The pernicious consequences of defining nationalism in terms of religion, caste considerations or ethnic identities are not confined to the Hindi heartland , as is evident from the spate of attacks in Karnataka since 2015 ~ in Bengaluru, in particular ~ on the Africans, the citizens from India’s North-east, Muslims, Christians and on those who are opposed to such irrationalities, such as Kalburgi (August 2015) or Gauri Lankesh (September 2017). During this period, incidentally, Karnataka was under Congress rule. In neighbouring Kerala, where the BJP has never been in power, for the first time in the history of the state, conversion to Islam or Christianity has become suspect in the eyes of the law enforcement authorities as was the experience of a 24-year-old medical student Akhila aka Hadiya, who married a 27-yearold Muslim youth Shefian Jehan, after converting to Islam. Similarly, spurred by populist rhetoric activities of Shiv Shainiks, of the Maharashtra Navanirman Samity (MNS) activists in Maharashtra, are manifestations of the same malaise as the ethnic divide in Assam between the Assamese and the Bengalis, that have occasionally erupted in communal violence. If allowed to grow unchecked, such a distorted perception of nationalism is bound to destroy the fundamental tenets of India’s liberal democratic polity.

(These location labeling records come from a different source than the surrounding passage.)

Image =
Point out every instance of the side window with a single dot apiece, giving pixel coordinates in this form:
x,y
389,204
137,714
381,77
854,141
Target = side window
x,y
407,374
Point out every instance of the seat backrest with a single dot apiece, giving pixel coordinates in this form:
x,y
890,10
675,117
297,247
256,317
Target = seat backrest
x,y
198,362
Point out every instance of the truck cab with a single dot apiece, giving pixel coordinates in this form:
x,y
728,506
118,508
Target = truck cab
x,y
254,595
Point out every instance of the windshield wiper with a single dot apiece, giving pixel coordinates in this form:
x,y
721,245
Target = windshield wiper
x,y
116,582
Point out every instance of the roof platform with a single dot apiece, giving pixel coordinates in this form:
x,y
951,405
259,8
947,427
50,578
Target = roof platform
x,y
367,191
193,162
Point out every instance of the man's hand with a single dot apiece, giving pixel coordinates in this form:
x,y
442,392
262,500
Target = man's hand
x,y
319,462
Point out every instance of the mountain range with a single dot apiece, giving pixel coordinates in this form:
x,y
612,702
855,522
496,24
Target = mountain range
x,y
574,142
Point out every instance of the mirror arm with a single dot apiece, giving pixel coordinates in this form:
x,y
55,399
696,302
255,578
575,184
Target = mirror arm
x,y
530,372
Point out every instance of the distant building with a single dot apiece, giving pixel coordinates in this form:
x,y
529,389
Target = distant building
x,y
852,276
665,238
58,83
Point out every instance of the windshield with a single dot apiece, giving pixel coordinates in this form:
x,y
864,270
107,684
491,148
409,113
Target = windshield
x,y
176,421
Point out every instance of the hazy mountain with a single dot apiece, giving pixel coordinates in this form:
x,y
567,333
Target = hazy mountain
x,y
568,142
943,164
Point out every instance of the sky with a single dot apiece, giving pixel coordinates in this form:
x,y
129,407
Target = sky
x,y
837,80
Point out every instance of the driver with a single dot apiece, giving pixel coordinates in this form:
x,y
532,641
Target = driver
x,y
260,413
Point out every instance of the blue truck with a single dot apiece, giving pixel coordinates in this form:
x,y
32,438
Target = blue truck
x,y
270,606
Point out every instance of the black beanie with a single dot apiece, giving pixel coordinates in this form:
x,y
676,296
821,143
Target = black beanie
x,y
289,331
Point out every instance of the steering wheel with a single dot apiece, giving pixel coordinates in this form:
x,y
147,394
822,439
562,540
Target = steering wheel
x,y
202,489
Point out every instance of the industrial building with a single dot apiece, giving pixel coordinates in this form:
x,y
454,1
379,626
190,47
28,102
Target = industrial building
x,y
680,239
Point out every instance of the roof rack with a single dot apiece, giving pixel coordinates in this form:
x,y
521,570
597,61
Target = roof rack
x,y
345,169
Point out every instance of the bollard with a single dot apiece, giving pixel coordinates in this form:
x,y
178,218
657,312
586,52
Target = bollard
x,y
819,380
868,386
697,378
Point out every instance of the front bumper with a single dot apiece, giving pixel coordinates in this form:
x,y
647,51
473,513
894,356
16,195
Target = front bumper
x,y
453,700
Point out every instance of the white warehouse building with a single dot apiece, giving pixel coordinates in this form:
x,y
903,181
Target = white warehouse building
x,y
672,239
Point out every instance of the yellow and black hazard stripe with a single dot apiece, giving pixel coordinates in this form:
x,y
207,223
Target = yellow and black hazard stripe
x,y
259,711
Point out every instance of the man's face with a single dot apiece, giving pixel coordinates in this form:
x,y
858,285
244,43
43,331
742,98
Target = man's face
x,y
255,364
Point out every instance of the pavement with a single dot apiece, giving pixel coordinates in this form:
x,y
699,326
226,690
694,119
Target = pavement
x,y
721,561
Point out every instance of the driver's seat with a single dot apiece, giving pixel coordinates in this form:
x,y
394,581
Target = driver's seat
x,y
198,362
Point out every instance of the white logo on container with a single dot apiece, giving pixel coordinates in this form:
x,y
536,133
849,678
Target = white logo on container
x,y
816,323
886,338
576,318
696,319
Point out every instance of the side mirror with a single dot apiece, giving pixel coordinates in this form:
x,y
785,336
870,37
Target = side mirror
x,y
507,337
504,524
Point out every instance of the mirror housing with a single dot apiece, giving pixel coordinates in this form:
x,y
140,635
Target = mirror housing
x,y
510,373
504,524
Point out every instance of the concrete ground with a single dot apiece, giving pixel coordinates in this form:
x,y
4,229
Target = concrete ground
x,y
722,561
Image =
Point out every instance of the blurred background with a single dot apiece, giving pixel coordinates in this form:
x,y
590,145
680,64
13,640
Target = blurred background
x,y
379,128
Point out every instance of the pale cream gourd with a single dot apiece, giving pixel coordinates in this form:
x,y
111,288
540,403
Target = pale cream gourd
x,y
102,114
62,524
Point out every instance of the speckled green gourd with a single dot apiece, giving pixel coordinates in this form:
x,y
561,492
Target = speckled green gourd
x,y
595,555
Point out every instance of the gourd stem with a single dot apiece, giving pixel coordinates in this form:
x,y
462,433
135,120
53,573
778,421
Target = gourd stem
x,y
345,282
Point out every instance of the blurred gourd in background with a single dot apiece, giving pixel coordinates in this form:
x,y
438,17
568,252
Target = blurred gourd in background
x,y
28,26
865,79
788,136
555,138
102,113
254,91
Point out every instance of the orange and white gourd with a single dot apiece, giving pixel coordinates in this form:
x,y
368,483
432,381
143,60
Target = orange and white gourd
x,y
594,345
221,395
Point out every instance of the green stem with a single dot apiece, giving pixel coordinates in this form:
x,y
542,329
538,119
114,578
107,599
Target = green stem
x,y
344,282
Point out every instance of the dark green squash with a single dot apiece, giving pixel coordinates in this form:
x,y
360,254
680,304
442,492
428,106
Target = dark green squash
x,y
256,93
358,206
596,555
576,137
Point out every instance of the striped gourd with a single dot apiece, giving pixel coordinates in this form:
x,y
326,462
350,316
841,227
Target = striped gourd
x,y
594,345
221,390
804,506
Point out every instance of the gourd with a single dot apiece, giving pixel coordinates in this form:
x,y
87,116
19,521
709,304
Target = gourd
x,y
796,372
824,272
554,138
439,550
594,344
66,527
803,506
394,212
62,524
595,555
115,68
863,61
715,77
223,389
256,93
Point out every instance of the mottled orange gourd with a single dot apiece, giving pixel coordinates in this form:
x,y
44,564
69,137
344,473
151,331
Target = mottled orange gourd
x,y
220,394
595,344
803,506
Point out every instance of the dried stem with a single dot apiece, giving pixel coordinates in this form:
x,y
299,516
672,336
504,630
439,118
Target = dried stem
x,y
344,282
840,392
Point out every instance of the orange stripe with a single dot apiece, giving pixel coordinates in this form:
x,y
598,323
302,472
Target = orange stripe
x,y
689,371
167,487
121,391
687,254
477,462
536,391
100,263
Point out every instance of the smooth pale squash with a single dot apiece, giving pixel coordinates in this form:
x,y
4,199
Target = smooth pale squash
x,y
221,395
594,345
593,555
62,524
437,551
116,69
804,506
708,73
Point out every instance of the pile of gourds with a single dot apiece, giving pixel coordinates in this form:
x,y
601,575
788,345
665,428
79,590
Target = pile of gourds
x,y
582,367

Unfortunately, populism is striking deep roots in Indian polity, and political leaders are thriving on populist rhetoric. Their policies are undermining the institutions, be it the Central bureaucracy, the CBI, the ED or the State police / administration, if not also the independence of the judiciary. They are dividing the people by making a distinction between those who support the ruling party and thus acquire political legitimacy, and those who oppose it. Intimidation and violence become tools for retaining power, preventing formation of communities at the grassroots that recognise political, cultural and religious pluralism. One of the worst consequences of populist rhetoric has been demonstrated in india during the Lok Sabha election campaigns this year, when certain leaders indulged in character assassination instead of a debate on the burning issues.

Tagore’s ideas may be relevant. Speaking on “Nationalism in India” he said,: “Even though from my childhood I had been taught that the idolatry of the Nation is almost better than reverence to God and humanity, I believe that I have outgrown that teaching. And it is my conviction that my countrymen will gain truly their India by fighting against that education which teaches that a country is greater than humanity”.